Inordinate and Inexcusable Delay – Playing With Fire

The case of Mrs Razia Sultana formerly trading as IRUMS TAILORING against General Accident Fire & Life Assurance Corporation plc [2016] SC EDIN 40 serves as a timely reminder that inordinate and inexcusable delay in progressing a court action can result in the action being dismissed.

A fire occurred at the Pursuer’s premises on 10th March 1996. A court action was raised by the Pursuer against her Insurers in or around September 1998 for indemnification of losses incurred as a result of the fire. The Insurers defended the action on the basis they had no obligation to indemnify, averring the fire was set deliberately with an intention to defraud the insurers, or if not set deliberately, the Pursuer was in breach of the conditions of the policy.
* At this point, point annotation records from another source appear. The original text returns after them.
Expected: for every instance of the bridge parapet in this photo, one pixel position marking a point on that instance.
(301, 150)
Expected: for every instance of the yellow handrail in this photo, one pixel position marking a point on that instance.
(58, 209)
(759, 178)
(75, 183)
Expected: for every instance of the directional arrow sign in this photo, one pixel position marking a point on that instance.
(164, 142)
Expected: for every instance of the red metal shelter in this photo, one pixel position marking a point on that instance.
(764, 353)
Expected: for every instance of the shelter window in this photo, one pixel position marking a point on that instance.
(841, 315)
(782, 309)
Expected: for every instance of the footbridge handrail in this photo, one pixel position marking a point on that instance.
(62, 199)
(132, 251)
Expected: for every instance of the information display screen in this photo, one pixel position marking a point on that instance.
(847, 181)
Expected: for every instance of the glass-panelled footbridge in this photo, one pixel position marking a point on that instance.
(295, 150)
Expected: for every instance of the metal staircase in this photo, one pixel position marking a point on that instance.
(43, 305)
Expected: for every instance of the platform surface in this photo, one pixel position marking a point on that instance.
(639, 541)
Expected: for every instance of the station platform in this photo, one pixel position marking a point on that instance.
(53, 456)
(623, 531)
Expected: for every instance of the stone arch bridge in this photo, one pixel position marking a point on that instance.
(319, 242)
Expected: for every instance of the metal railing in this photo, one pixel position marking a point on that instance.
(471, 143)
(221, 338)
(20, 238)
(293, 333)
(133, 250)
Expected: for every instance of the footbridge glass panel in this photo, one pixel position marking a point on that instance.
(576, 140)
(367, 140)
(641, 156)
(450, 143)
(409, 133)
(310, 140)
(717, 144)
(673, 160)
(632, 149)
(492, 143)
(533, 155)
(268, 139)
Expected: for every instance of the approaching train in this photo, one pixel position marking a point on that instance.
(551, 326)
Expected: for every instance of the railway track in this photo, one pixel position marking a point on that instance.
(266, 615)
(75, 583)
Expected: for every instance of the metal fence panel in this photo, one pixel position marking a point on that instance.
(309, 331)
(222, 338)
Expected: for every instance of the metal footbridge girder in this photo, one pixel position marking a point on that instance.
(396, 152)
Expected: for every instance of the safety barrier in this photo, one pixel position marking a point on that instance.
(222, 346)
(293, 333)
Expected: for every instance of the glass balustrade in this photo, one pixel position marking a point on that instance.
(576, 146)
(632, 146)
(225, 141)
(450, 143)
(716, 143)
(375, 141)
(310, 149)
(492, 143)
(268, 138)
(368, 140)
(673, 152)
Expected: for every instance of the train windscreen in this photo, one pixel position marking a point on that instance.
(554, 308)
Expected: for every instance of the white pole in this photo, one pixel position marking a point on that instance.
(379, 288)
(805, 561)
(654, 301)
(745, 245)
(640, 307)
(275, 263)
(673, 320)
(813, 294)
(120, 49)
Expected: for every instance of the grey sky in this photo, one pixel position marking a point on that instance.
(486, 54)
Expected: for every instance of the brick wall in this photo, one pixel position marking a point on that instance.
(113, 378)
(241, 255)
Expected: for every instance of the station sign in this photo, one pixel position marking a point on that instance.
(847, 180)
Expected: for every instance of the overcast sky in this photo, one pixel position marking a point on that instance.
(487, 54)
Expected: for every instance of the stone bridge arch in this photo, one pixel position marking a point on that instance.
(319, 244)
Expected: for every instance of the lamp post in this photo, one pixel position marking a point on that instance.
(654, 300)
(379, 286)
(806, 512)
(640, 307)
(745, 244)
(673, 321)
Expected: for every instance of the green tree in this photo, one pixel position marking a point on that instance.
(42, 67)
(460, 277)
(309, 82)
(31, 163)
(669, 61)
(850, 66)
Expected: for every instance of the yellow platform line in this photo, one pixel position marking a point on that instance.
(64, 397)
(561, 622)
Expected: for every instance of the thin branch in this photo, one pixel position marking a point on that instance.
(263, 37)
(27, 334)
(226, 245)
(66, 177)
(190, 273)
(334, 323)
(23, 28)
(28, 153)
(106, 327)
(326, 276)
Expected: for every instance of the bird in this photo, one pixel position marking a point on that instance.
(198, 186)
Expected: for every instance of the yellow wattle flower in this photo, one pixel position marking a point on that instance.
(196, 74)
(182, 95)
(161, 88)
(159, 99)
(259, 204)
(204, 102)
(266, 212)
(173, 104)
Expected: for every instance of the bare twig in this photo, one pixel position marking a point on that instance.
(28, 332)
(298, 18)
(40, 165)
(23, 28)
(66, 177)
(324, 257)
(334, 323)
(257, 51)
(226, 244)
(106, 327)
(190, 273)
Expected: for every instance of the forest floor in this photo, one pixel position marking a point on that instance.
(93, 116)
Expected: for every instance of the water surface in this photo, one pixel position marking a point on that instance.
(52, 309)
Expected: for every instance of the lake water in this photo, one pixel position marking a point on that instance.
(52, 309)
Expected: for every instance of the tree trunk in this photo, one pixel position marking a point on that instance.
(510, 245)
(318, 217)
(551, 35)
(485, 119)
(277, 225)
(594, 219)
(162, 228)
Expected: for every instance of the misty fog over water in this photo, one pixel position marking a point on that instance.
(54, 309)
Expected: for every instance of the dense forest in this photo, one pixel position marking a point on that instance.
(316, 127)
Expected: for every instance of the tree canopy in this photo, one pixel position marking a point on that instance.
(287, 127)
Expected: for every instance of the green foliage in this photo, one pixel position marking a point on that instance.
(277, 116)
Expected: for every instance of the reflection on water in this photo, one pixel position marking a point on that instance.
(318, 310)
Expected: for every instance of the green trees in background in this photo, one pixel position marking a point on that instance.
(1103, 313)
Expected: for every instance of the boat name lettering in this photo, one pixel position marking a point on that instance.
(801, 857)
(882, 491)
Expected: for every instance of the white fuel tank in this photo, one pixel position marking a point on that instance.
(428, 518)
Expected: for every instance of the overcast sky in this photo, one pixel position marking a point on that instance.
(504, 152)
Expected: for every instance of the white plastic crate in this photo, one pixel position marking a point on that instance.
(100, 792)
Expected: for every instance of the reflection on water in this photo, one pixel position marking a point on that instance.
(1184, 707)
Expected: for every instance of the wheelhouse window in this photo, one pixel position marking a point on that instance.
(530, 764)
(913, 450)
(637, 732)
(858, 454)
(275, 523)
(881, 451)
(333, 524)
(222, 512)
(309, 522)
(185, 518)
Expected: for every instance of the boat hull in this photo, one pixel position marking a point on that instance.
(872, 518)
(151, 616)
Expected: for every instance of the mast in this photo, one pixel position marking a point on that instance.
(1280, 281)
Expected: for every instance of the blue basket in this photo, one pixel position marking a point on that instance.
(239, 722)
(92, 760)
A Proof was fixed to take place on 22nd October 2001 but was discharged because the Pursuer’s agents withdrew from acting. On 18th October 2001 a further Proof was allowed but on a date to be otherwise fixed.

No further Proof was ever fixed. A By Order hearing was fixed by the Court to be heard on 31st March 2016, over fourteen years later. However prior to the hearing the Defenders lodged a motion with the court seeking dismissal of the action for inordinate and inexcusable delay in terms of Rule 15.7 of the Ordinary Cause Rules. This was opposed by the Pursuer and submissions were heard.

The Defenders submitted that the lack of any progress of the action between October 2001 and March 2016 amounted to an inordinate and inexcusable delay on the part of the Pursuer. The Defenders had not been provided by the Pursuer with any excusable reason for the lack of progress in some 14 years or more.

There were two elements which required to be determined by the court. Firstly whether there had been an inordinate and inexcusable delay and secondly whether such a delay had resulted in unfairness.

On behalf of the Defenders it was submitted there had been unfairness suffered in four aspects: the whereabouts of witnesses, the deterioration of witnesses’ memories, the destruction of real evidence, and the quantification of the Pursuer’s loss.

The Pursuer, representing herself, submitted she had reasons for not progressing the action which included difficulties in obtaining representation by a solicitor. Ultimately the Pursuer argued justice could still be done and opposed dismissal of the action.

The court acknowledged a decision under Rule 15.7 should not be taken lightly and the test to be met was a high one. The court required to consider all the circumstances and decide whether there was at least a substantial risk that justice could not be done.

Having regard to all the circumstances the court was satisfied there had been an inordinate and inexcusable delay in progressing the action resulting in unfairness and there was at least a substantial risk that justice could not be done.

The court’s ability to analyse and determine the matters at issue in the court action would be compromised due to the poor recollection of the witnesses as well as the absence of material witnesses and evidence.

The court action was therefore dismissed.

In determining the issue of expenses the Court acknowledged primary responsibility for the delay rested with the Pursuer but found the Defenders could have attempted to minimise the delay by taking steps to bring the court action back into court. Expenses were accordingly awarded in favour of the Defenders but the Pursuer would only be liable for 80% of the expenses.

This is a very unusual case. Actions can often be sisted (put to sleep) for a considerable period of time but 14 years of inaction is certainly extreme.